As an example, I have a design 'pre-prompt' that dictates a bunch of steering for agents re: how to pick style components, typography, layout, etc. It's a few paragraphs long and I always send it alongside requests for design implementation to get way-better-than-average output.
I could turn it into a skill, but then I'd have to make sure whatever I'm using supported skills -- and install it every time or in a way that was universally seen on my system (no, symlinking doesn't really solve this).
So I use AutoHotkey (you might use Raycast, Espanso, etc) to config that every time I type '/dsn', it auto-expands into my pre-prompt snippet.
Now, no matter whether I'm using an agent on the web/cloud, in my terminal window, or in an IDE, I've memorized my most important 'pre-prompts' and they're a few seconds away.
It's anti-fragile steering by design. Call it universal skill injection.
I liked that idea to have something more CLI agnostic
I have been trying to build skills to do various things on our internal tools, and more often then not, when it doesn't work, it is as much a problem with _our tools_ as it is with the LLM. You can't do obvious things, the documentation sucks, api's return opaque error messages. These are problems that humans can work around because of tribal knowledge, but LLMs absolutely cannot, and fixing it for LLM's also improves it for your human users, who probably have been quietly dealing with friction and bullshit without complaining -- or not dealing with it and going elsewhere.

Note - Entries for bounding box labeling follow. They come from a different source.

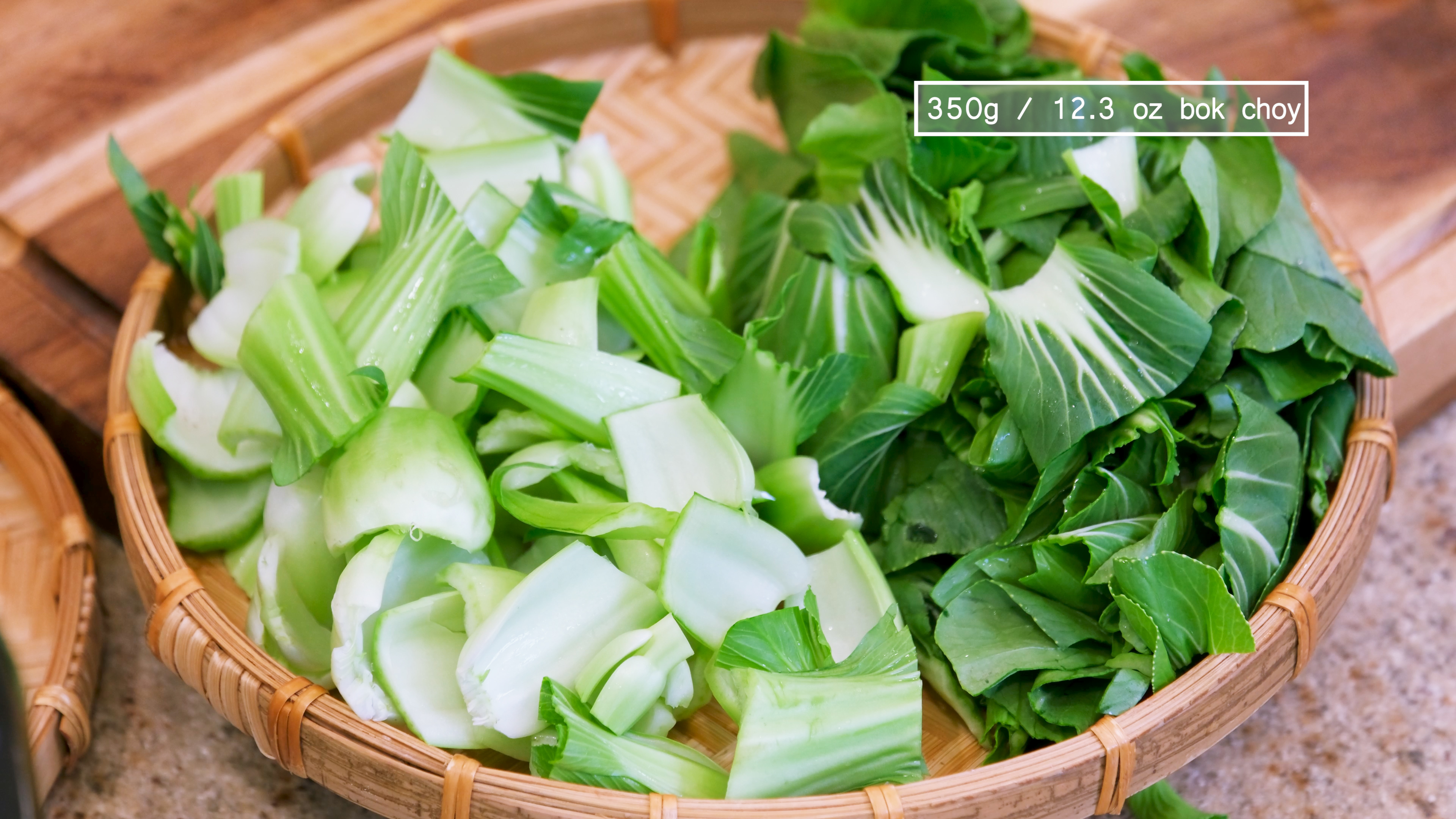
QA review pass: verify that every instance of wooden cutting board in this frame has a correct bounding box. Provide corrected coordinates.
[0,0,1456,510]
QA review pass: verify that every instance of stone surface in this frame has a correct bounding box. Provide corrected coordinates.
[1172,405,1456,819]
[44,406,1456,819]
[41,535,374,819]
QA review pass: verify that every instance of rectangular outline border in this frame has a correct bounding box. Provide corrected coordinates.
[912,80,1309,137]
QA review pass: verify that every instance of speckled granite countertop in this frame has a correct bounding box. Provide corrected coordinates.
[44,405,1456,819]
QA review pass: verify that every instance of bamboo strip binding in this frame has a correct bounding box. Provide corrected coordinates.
[865,783,905,819]
[268,676,328,778]
[440,753,480,819]
[1345,418,1401,500]
[1264,580,1319,679]
[147,568,202,657]
[646,793,677,819]
[31,684,92,767]
[1087,715,1137,816]
[106,0,1389,819]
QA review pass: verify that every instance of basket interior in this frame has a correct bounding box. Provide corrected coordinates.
[173,27,986,775]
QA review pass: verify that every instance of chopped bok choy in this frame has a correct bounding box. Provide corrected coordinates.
[116,8,1395,799]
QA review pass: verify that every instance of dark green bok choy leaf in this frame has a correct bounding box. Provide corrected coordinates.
[986,242,1211,466]
[792,159,986,323]
[532,678,728,799]
[709,608,926,799]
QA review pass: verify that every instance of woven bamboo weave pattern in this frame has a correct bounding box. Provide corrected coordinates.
[0,388,100,797]
[539,36,783,246]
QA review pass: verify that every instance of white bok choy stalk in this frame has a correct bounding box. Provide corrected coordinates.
[284,162,374,284]
[187,219,303,367]
[425,135,562,210]
[395,48,601,150]
[658,496,810,648]
[607,395,753,511]
[565,134,632,224]
[323,406,495,552]
[456,542,665,737]
[258,468,345,676]
[331,530,485,720]
[518,277,597,350]
[460,332,683,446]
[127,331,274,481]
[575,615,693,734]
[162,455,272,552]
[370,588,532,759]
[810,532,901,663]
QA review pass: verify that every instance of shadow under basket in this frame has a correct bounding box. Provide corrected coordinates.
[97,0,1395,819]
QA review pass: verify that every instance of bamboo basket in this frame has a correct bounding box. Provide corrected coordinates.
[105,0,1395,819]
[0,386,100,802]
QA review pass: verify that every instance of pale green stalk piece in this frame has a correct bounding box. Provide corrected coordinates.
[518,277,598,350]
[370,592,532,759]
[127,331,274,481]
[284,162,374,284]
[607,395,753,511]
[323,406,495,554]
[213,171,264,236]
[187,219,301,367]
[456,544,665,737]
[658,496,810,648]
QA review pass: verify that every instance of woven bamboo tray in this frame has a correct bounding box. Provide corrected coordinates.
[105,0,1395,819]
[0,386,100,802]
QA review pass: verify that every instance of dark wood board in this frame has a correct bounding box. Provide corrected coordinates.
[0,0,1456,519]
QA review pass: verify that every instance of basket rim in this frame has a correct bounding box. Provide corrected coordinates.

If you are building a product today, the feature you are working on _is not done_ until Claude Code can use it. A skill and an MCP isn't a "nice to have", it is going to be as important as SEO and accessibility, with extremely similar work to do to enable it.
Your product might as well not exist in a few years if it isn't discoverable by agents and usable by agents.
You can have the perfect scraping skill, but if the target blocks your requests, you're stuck. The hard problems are downstream.
Neo: Ju jitsu? I'm gonna learn Ju jitsu.
[Tank winks and loads the program] Neo: Holy shit!
…including, apparently, the clueless enthusiasm for people to “share” skills.
MCP is also perfectly fine when you run your own MCP locally. It’s bad when you install some arbitrary MCP from some random person. It fails when you have too many installed.
Same for skills.
It’s only a matter of time (maybe it already exists?) until someone makes a “package manager” for skills that has all of the stupid of MCP.